Now, the system that was created for Greenland is going to be expanded to Danish waters and the Faroe Islands. But the implementation will be different.

“Danish waters already have a full catalog of ENCs, but those ENCs have been maintained as independent files,” said Ponce. “With the new system, GST is going to produce those in a central database. The improvement will be in streamlining production, bringing all that information into the NIS to create data products more easily and automatically. This will result in GST being able to update its products more frequently.”

This could be decisive for Denmark in gaining a foothold in the blue economy. As ocean-based activities—from shipping, tourism, and fishing to offshore mining and renewable energy production—move farther north, being able to produce a variety of maritime mapping products, quickly, will be key.

“Hydrographic offices around the world are facing new challenges in the twenty-first century, and Esri tools are helping them evolve and address those challenges in a better way,” said Ponce.

For US’s Coast Survey, a Change in Focus to Data Itself

NOAA’s Coast Survey, which delivers navigational products and services for the United States’ 3.4 million square nautical miles of exclusive economic zones and 95,000 miles of coastline, was the first hydrographic office to turn to Esri for nautical charting. In 2007, Coast Survey’s Marine Chart Division (MCD) began using ArcGIS technology to manage its hydrographic data and facilitate the production of ENCs and paper charts.

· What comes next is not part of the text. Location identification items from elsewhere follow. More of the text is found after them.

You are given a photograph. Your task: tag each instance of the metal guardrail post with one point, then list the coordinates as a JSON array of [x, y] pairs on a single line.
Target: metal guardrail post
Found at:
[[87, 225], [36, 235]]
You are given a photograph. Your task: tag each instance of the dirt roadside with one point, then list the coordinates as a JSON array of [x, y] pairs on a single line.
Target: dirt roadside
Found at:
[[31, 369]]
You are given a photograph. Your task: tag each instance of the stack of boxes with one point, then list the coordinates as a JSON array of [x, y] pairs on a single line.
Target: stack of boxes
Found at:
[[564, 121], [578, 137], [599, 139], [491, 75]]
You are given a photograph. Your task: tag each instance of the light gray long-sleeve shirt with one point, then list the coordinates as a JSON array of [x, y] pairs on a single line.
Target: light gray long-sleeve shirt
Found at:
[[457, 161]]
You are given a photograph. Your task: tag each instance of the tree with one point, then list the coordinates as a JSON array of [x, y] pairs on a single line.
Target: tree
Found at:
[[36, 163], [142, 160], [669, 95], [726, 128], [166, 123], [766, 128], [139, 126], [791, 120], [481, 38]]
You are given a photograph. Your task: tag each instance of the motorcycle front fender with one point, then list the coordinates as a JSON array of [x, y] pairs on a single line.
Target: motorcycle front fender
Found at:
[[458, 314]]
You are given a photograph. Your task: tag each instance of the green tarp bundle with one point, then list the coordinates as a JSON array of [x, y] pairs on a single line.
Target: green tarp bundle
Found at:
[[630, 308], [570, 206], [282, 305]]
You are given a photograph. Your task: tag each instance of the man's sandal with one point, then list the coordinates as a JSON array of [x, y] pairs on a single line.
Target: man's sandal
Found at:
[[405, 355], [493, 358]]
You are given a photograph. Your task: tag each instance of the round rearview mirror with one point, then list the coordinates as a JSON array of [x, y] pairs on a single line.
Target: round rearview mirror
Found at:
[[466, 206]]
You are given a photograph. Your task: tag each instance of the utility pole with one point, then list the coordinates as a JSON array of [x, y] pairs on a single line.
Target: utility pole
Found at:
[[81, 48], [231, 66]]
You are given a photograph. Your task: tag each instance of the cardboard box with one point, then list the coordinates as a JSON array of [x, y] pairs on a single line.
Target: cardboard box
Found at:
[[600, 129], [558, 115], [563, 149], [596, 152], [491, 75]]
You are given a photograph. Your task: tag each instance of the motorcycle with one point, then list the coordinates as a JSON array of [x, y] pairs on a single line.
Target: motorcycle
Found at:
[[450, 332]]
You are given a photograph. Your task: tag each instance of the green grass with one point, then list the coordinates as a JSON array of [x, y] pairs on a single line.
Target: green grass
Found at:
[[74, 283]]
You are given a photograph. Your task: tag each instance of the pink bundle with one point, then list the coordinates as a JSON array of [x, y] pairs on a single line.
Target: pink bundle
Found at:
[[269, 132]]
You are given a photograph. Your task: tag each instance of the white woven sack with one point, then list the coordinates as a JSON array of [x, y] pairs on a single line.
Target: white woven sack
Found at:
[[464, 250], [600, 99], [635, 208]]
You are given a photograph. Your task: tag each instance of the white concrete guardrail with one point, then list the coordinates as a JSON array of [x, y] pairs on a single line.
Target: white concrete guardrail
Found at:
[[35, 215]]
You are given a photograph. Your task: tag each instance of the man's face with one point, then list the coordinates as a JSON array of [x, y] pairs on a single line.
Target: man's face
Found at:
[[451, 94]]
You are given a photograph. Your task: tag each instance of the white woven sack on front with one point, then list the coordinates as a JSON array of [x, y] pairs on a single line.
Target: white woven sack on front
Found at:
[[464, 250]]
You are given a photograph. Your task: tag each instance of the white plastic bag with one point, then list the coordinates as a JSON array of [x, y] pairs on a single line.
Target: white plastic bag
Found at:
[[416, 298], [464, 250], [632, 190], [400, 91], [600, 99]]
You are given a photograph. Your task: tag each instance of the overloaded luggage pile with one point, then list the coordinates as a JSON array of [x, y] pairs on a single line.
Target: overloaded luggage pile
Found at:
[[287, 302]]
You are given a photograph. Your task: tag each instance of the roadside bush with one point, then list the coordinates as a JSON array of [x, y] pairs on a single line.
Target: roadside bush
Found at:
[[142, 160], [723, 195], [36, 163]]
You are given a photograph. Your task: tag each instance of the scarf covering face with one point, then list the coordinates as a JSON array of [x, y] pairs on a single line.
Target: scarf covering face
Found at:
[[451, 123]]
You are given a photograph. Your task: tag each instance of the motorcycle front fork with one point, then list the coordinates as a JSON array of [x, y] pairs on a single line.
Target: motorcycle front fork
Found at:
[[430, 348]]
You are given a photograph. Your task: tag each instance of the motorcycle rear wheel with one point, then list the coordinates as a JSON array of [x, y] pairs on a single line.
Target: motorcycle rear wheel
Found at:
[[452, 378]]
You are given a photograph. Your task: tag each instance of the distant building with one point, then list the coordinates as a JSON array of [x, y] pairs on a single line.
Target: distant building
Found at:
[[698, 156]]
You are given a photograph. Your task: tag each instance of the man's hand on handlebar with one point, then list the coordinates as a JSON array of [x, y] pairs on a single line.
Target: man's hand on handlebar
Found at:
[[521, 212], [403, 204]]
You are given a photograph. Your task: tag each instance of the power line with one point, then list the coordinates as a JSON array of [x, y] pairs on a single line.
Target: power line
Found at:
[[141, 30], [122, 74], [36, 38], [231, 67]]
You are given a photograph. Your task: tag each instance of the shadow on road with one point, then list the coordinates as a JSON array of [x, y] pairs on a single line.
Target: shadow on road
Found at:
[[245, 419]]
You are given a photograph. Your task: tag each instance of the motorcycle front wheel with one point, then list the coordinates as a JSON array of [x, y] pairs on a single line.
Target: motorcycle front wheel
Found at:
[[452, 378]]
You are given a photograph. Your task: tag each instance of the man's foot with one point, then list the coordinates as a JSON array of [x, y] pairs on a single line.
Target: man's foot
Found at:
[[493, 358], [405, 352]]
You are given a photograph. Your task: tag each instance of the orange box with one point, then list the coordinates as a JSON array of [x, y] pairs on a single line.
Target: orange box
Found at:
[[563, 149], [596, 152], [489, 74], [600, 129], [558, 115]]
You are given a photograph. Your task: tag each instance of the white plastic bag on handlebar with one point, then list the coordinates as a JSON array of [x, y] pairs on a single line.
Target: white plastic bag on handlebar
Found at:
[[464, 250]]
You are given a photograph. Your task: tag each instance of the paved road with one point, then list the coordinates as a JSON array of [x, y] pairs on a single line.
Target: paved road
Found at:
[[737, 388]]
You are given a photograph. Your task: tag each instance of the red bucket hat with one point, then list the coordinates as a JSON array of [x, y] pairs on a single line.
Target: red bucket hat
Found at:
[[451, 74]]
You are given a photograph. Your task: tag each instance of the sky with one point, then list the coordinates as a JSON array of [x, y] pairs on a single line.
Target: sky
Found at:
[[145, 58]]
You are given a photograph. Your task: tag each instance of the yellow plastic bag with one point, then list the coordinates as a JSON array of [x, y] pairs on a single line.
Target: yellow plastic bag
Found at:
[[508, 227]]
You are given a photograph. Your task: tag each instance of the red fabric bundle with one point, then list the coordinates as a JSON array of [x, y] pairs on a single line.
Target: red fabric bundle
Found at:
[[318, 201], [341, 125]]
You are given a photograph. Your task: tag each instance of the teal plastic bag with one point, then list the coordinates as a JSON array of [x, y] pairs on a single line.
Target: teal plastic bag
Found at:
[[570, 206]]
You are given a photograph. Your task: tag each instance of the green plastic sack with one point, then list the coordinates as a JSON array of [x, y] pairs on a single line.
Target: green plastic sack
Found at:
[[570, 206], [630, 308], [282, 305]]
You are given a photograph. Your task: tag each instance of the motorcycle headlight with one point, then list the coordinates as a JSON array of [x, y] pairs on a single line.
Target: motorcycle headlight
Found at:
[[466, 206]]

By 2014, the organization was changing its focus from making cartographic representations of its data to managing the data itself.

Charleston Harbor, South Carolina
With the Products on Demand functionality in ArcGIS for Maritime: Server, users can create a paper chart, like this one of Charleston Harbor in South Carolina, from Coast Survey's electronic chart database.

“As Coast Survey matured as a GIS organization, staff realized that their workflow wasn’t very efficient,” said Noll. “Esri evolved with the organization and gave it new tools, including Products on Demand in ArcGIS for Maritime: Server, plus Python-scripted geoprocessing tools that allowed it to automate certain parts of its production.”

“It’s still an iterative process,” said John E. Nyberg, chief of MCD, “but we do have all our data in a database now, and we’ve moved to an ENC-first approach.”

Unlike at GST, however, Coast Survey is hedging away from paper charts—encouraging mariners to use them more as backups—and more toward ENC-first. This is an important shift, given that, as Nyberg puts it, Coast Survey’s charting dataset is a foundational basemap for the blue economy.

“As the blue economy grows, there’s a need for everything within it to be working from a common framework, using common data content,” said Noll. “That’s what Coast Survey and other hydrographic offices like it maintain.”

Thus, commercial ships with ever-improving navigational systems can exploit this data. Recreational boaters, of which there are many in the United States, can use Coast Survey’s ENCs directly or through partner providers. And all users—from professional mariners to anglers in tiny johnboats—can get up-to-date, high-resolution charts.

“We’ve moved away from the notion that ENCs and paper charts have to be equal,” said Nyberg.

According to Noll, the fact that Coast Survey has gone ENC-first opens the door to a broader production paradigm.

“Because Coast Survey is focusing most of its effort on the data accuracy and quality of the database, and then relying on ArcGIS tools to flag and create new products—soon, automatically—that means it can update its ENCs every week,” he said.

Nyberg hopes that Coast Survey will eventually update its ENCs more often, potentially even as the data is added to the database.